Newly purchased (bare-rooted) climbers will not flower in their first summer. Climbers must be pruned in summer, but as the nurseryman will have cut them back in winter in order to dig and sell them, this will have cut out the flowering stems.

6. Fertilising roses
Roses are heavy feeders and established plants will benefit from regular feeding with a complete plant food, specially formulated rose fertiliser or an organic fertiliser of blood and bone. This is better than mushroom compost or poultry manure, which is too high in nitrogen for regular use on roses, encouraging leafy growth rather than flowers.

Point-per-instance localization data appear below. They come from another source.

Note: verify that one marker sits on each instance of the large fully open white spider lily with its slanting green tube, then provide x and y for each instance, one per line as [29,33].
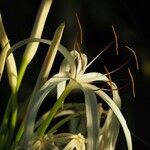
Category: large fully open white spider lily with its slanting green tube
[84,81]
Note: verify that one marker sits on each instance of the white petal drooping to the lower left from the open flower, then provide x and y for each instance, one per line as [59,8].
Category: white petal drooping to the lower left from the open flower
[36,101]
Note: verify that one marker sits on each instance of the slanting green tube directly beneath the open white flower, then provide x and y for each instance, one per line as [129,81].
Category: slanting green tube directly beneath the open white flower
[55,108]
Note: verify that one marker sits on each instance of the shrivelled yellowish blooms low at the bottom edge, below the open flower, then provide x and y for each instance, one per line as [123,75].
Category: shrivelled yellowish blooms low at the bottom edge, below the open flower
[48,142]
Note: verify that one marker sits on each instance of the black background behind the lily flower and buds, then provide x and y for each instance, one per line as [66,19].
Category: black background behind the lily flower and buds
[131,21]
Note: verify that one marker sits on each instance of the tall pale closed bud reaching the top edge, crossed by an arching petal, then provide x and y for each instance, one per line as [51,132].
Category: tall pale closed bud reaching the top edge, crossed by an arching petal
[37,30]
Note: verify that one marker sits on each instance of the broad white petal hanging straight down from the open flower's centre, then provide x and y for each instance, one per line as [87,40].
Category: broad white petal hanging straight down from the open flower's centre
[92,119]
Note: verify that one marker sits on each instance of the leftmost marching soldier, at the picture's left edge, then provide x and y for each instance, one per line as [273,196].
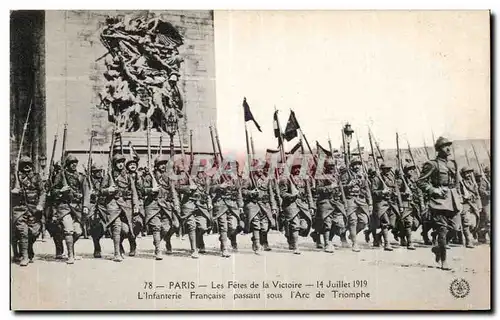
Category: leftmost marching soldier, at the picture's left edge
[28,203]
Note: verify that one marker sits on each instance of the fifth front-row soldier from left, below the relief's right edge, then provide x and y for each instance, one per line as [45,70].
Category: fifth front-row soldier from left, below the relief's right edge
[196,208]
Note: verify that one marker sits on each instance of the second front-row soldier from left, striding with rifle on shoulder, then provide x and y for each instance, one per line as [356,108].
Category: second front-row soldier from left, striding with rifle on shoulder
[70,200]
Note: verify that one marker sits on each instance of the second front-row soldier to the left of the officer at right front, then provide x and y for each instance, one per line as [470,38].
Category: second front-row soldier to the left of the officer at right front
[386,208]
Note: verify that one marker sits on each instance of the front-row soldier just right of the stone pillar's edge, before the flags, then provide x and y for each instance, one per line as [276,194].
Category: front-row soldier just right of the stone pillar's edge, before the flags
[228,206]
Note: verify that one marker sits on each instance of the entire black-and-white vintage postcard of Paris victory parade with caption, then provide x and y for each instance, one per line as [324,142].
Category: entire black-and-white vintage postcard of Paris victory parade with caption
[250,160]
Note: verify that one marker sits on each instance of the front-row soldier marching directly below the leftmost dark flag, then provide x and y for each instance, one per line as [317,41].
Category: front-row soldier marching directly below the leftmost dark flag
[259,207]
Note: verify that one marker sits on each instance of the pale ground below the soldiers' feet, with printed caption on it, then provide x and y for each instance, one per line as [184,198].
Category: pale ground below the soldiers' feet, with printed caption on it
[400,279]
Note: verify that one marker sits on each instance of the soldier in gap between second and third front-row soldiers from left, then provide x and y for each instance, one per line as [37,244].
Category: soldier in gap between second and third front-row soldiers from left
[97,211]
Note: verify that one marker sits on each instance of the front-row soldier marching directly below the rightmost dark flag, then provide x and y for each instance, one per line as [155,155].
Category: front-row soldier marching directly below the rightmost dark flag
[297,205]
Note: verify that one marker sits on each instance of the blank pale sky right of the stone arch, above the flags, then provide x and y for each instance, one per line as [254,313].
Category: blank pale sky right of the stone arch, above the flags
[406,71]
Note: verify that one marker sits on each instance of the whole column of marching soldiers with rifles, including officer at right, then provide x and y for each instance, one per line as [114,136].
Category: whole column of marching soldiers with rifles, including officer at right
[335,198]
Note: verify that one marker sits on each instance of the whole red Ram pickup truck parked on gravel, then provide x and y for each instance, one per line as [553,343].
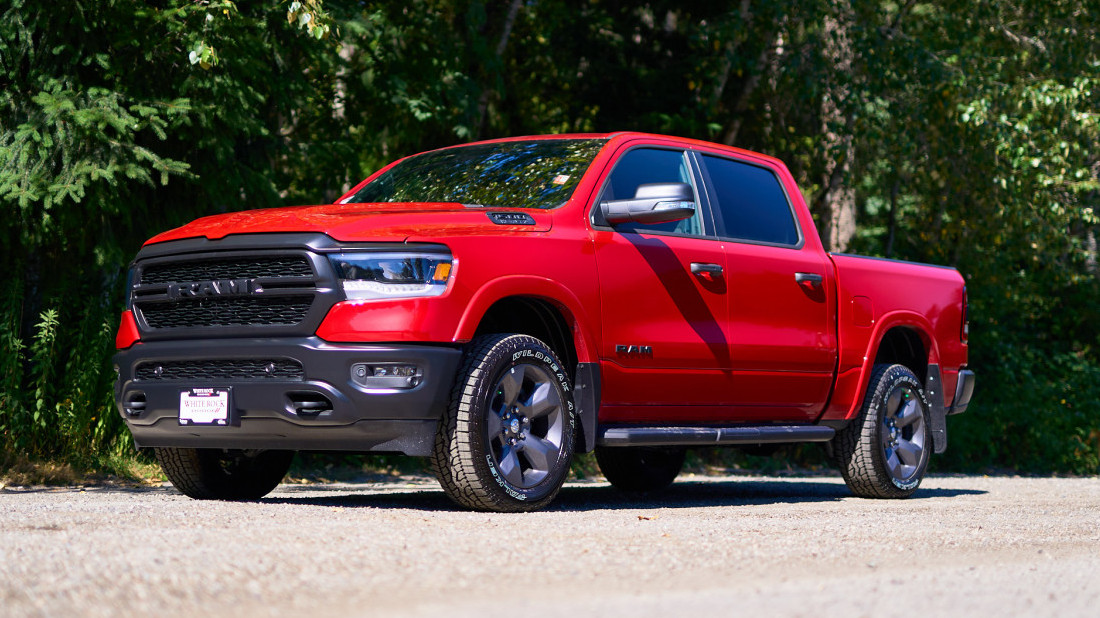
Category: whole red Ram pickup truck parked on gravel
[502,305]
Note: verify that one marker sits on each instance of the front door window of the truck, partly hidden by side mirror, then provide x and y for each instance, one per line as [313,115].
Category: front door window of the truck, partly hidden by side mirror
[642,167]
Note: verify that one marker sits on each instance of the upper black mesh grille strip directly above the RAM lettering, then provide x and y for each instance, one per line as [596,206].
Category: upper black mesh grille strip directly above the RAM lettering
[227,269]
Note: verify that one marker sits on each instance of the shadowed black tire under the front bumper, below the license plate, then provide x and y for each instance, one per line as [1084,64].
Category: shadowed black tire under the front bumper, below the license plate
[217,474]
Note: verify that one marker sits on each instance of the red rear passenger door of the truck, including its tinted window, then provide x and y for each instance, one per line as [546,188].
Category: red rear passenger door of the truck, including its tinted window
[783,340]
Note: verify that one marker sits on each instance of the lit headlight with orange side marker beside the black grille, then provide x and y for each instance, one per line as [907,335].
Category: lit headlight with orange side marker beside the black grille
[368,277]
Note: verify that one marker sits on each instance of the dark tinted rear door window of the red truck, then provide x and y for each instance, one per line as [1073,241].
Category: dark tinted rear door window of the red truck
[751,203]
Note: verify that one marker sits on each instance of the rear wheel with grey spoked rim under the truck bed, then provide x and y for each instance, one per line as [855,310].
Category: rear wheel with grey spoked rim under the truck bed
[885,451]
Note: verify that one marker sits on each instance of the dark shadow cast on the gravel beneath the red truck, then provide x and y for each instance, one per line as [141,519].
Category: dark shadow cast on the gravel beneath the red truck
[680,495]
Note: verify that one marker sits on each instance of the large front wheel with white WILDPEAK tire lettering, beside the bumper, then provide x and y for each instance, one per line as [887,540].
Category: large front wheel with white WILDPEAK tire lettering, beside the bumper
[507,440]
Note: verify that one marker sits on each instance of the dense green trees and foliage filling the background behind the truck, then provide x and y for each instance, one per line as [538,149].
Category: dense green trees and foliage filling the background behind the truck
[955,133]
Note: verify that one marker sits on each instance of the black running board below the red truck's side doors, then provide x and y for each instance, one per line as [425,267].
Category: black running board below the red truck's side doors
[634,436]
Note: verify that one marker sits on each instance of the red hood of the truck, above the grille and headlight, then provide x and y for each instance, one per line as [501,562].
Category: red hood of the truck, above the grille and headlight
[353,223]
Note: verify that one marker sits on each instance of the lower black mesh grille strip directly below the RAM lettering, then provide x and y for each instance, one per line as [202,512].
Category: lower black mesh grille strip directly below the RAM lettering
[280,311]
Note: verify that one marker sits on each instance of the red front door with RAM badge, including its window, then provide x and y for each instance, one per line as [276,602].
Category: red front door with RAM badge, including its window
[666,346]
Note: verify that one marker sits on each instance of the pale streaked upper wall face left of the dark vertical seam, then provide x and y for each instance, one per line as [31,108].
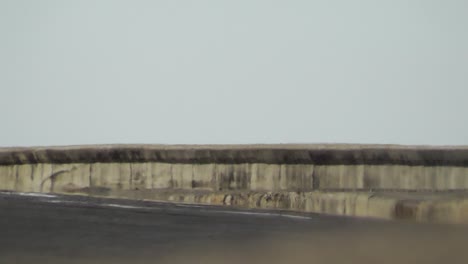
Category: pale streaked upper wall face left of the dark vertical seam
[46,177]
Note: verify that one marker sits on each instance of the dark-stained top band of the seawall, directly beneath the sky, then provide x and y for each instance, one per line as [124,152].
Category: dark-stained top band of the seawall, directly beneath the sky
[319,154]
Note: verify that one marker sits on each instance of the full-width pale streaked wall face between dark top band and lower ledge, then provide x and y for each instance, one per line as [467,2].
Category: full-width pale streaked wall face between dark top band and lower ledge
[218,177]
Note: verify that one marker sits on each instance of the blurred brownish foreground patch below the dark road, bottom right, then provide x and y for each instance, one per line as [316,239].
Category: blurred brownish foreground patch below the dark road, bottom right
[376,246]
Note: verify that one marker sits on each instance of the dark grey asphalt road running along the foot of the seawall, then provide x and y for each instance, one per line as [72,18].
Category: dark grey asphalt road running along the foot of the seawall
[72,229]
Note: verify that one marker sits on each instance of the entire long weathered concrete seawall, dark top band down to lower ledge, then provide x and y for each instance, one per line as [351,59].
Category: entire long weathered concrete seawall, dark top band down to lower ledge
[386,181]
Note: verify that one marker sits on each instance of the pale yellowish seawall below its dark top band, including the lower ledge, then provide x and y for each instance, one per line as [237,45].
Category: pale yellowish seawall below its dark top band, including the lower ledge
[327,189]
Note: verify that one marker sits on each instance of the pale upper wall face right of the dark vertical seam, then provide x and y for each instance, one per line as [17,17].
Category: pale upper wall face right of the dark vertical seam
[390,177]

Feed them in spring as growth starts and again in mid-summer.

7. Mulching advice
Keep roses mulched with organic material. You may need to pull this back occasionally to fertilise and water the plants. Lucerne hay is good mulch for roses. It is rich in nitrogen and potassium and has a nutrient balance that is close to ideal. Spread it 5cm thick in spring and repeat in summer. Remove it in winter.

8. Watering needs
Roses are deep-rooted and require a heavy weekly or twice-weekly soaking rather than light daily watering, which will not reach the roots. They should be watered in the morning. Wet foliage overnight encourages black spot.

9. Correct pruning
Correct pruning is vital to success with modern roses in order to maintain the shape of plants and to maximise the number of flowers. Old-fashioned roses need little pruning, other than to keep them tidy and restrict their height, and miniatures only need dead-heading and cutting out of weak stems.

With the exception of climbers, roses should be pruned in winter when they are dormant. In mild winters, roses do not always lose all their leaves and go completely dormant. In this case make sure you prune them before new growth starts.